Much like trends have been observed in fashion, trends have been observed in patterns of marriage and family relations. Listed below are the nine current trends in America observed by researchers in the field of Marriage and Family Relations. For the sake of simplicity, I have forgone listing the statistics of each trend, but these statistics can be found in the source at the end of this post.
In no particular order:
- Premarital sex has increased
- Babies born to unwed mothers has increased
- Adults living alone have increased
- Cohabiting (unwed couples living together) has increased
- Average age of marriage for men and women has increased
- The number of Stay-At-Home Moms has decreased
- Birth rates have decreased
- The number of divorces has increased
- The average household size has decreased
In examining each of these trends, I found one principle that I would like to offer as a foundation from which decisions can be made in marriage and family relations. That is, that trends should be addressed if they worsen the life of a child. I understand that defining what “worsens” the life of a child is subjective. However, most people agree on what hurts a child versus what strengthens them.
I’m not stating this principle for the well-being of the child alone, but for the implications a child’s well-being has for the future as a whole. The effects that several of the current trends in marriage and family relations have on children are changing our future. Take for instance, the increase in children born to unwed mothers. Numerous studies have been done in which conclusions show that grown children of single mothers lack in education, economic standing, and emotional/mental health compared to grown children raised by two parents that were married. It's been projected that increasing the number of children born to unwed mothers also increases the future percentage of adults that are less educated, less wealthy, and less mentally/emotionally healthy. Do you agree?
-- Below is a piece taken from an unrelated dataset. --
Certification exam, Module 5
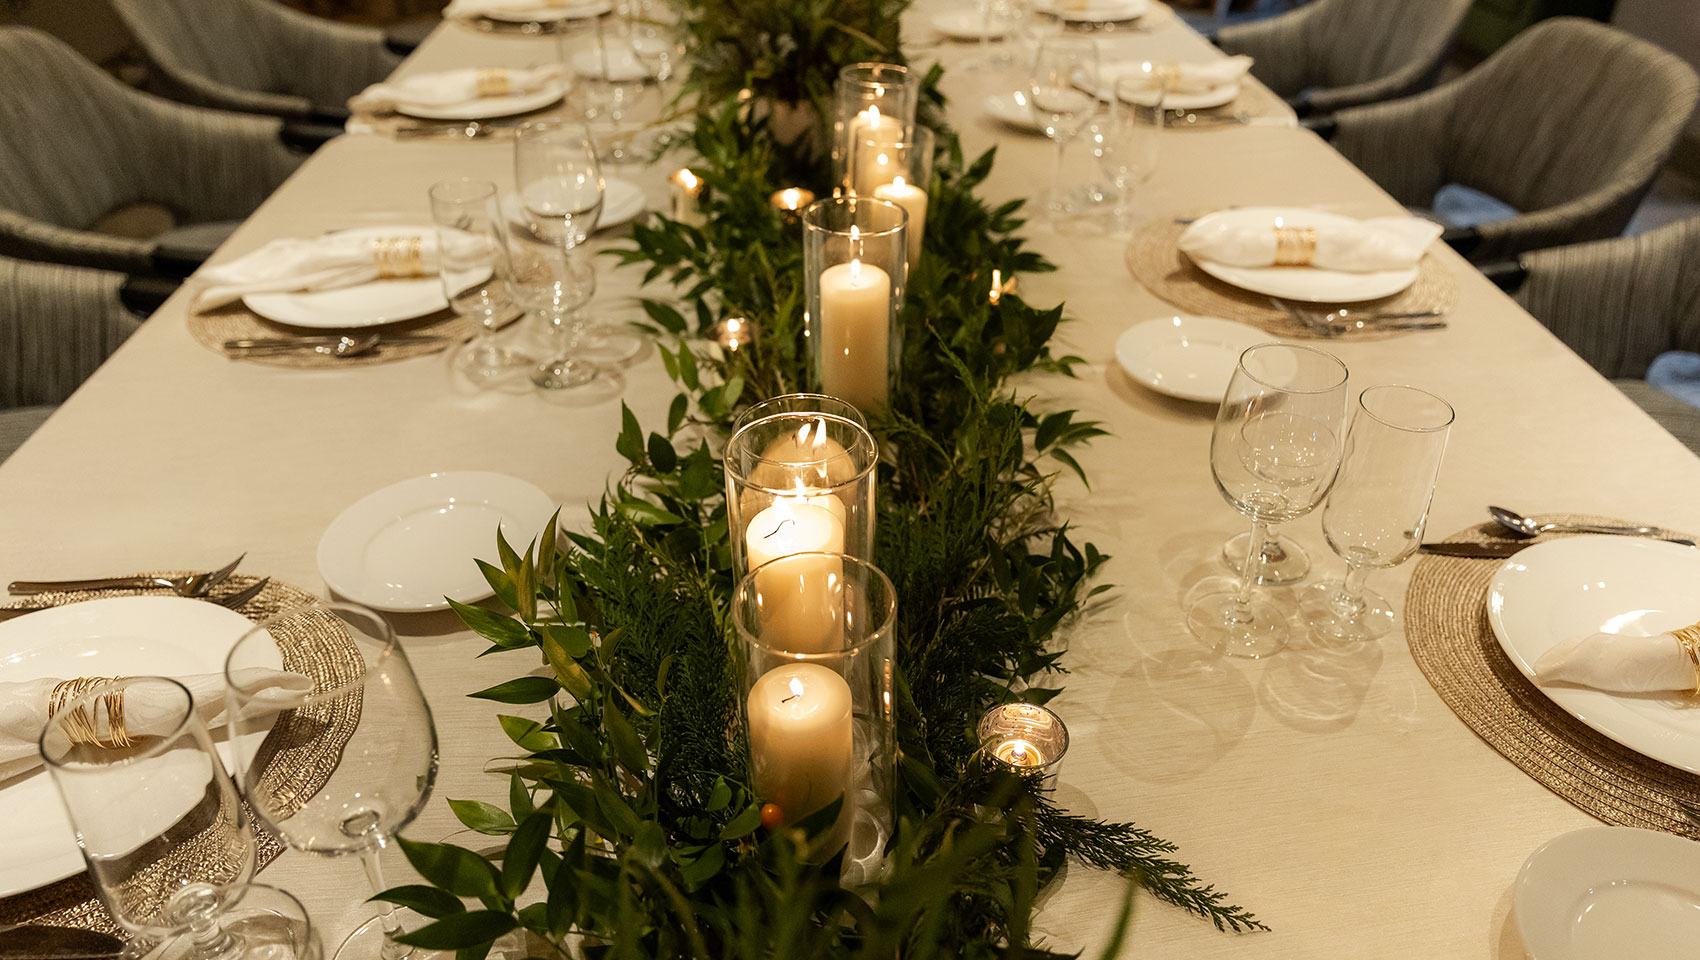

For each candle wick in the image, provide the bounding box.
[762,518,796,540]
[781,693,800,703]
I knew at thirteen years old that avoiding comparison and saving money were more important than gaucho pants. Now, I understand that the principles I choose to believe affect my behavior. In regards to the current trends in marriage and family relations, I think the negative effects our generation’s decisions have on our children today are changing the future in ways that are not desirable. For that reason, I feel we should change the current leading trends.
What principles do you use to decide what’s important, or unimportant, in marriage and family trends?
Which trends do you feel should be addressed? Which trends do you feel should be continued?